If you want to blame someone, blame the invisible hand. Blame won't prevent it from slapping our financial sector around, however.  

By Blogger Elise, at Fri Oct 03, 12:21:00 AM:

Follow the money, you win the ideological argument by default. Follow the ideological argument, and the money is forgotten in the rush to defend housing for all. It's the money that matters most, even to those who want to preserve and defend low income housing.

Can I hire you as a ghost-writer, anonymous? You managed to say in less than 50 words what I've been struggling to articulate.  

By Blogger MEANA55, at Fri Oct 03, 10:44:00 AM:

eric the red,

You are right. It was the invisible hand that acted as it always can be trusted to do. All the individuals making their personal choices along the road that got us here were maximizing for themselves as best they knew how with the truths they had at hand.

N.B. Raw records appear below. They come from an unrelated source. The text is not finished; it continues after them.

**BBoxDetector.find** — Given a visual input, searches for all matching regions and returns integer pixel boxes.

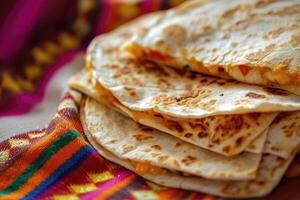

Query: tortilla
[69,69,275,156]
[87,12,300,156]
[81,99,295,198]
[264,111,300,158]
[81,97,261,180]
[124,0,300,95]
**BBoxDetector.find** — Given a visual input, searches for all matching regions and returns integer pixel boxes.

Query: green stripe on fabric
[0,131,80,195]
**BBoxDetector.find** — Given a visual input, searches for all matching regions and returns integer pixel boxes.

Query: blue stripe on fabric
[22,145,94,200]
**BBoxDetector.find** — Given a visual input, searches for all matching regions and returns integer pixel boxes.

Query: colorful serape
[0,0,300,200]
[0,91,214,200]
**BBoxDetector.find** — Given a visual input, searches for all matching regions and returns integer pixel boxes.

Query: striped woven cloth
[0,91,214,200]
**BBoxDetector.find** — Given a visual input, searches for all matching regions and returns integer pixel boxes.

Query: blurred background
[0,0,183,139]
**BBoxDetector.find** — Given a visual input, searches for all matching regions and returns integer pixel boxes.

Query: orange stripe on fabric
[95,174,137,199]
[5,138,84,199]
[0,120,74,189]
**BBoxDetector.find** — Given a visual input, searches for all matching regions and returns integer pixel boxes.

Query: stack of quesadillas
[70,0,300,198]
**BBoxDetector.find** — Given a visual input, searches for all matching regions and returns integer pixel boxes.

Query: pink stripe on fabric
[0,0,50,60]
[0,50,81,118]
[80,169,133,200]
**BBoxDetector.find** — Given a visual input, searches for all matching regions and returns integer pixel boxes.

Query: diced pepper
[239,65,249,76]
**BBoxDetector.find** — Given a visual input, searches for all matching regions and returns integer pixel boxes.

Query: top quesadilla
[77,10,300,156]
[125,0,300,94]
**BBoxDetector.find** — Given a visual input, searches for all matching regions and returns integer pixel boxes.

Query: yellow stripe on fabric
[0,131,80,196]
[0,126,68,189]
[95,174,137,199]
[1,134,84,199]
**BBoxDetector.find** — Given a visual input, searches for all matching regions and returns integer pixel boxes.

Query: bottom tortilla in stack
[81,97,298,198]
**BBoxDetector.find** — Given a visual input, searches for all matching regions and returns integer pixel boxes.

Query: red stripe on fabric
[39,153,111,199]
[0,50,81,118]
[0,0,50,60]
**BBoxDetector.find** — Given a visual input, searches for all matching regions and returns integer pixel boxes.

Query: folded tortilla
[81,97,261,180]
[125,0,300,95]
[69,69,275,156]
[81,14,300,156]
[80,98,296,198]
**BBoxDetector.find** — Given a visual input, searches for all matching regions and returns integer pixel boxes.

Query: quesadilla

The failure came because the invisible hand functioned as expected in a government-created bizarro world where bad loans were just as good as not-bad loans because the law and exercise of government policy declared them so. What is stupid in an absolute sense was smart in that CRA-created alternate reality, and there you go.

Every pig who grabbed slop from the trough shares some of the blame and deserves whatever ills befall him. Those of us who knew to stay away will get hit with a lot of this, and I am resigned to that. But the root cause is bad social engineering, and the social engineers need to pay for what they have done.